2
votes

I am connecting to a delta table in Azure gen 2 data lake by mounting in Databricks and creating a table ('using delta'). I am then connecting to this in Power BI using the Databricks connector.

Firstly, I am unclear as to the relationship between the data lake and the Spark table in Databricks. Is it correct that the Spark table retrieves the latest snapshot from the data lake (delta lake) every time it is itself queried? Is it also the case that it is not possible to effect changes in the data lake via operations on the Spark table?

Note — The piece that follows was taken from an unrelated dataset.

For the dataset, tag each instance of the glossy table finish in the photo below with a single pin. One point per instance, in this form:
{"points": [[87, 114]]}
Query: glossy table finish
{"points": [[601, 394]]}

Secondly, what is the best way to reduce the columns in the Spark table (ideally before it is read into Power BI)? I have tried creating the Spark table with specified subset of columns but get a cannot change schema error. Instead I can create another Spark table that selects from the first Spark table, but this seems pretty inefficient and (I think) will need to be recreated frequently in line with the refresh schedule of the Power BI report. I don't know if it's possible to have a Spark delta table that references another Spark Delta table so that the former is also always the latest snapshot when queried?

As you can tell, my understanding of this is limited (as is the documentation!) but any pointers very much appreciated.

Thanks in advance and for reading!

1

1 Answers

0
votes

Table in Spark is just a metadata that specify where the data is located. So when you're reading the table, Spark under the hood just looking up in the metastore for information where data is stored, what schema, etc., and access that data. Changes made on the ADLS will be also reflected in the table. It's also possible to modify table from the tools, but it depends on what access rights are available to the Spark cluster that processes data - you can set permissions either on the ADLS level, or using table access control.

For second part - you just need to create a view over the original table, and that view will select only limited set of columns - the data is not copied and latest updates in the original table will be always available for querying. Something like:

CREATE OR REPLACE VIEW myview
    AS SELECT col1, col2 FROM mytable

P.S. If you're only accessing via PowerBI or other BI tools, you may look onto Databricks SQL (when it will be in the public preview) that is heavily optimized for BI use cases.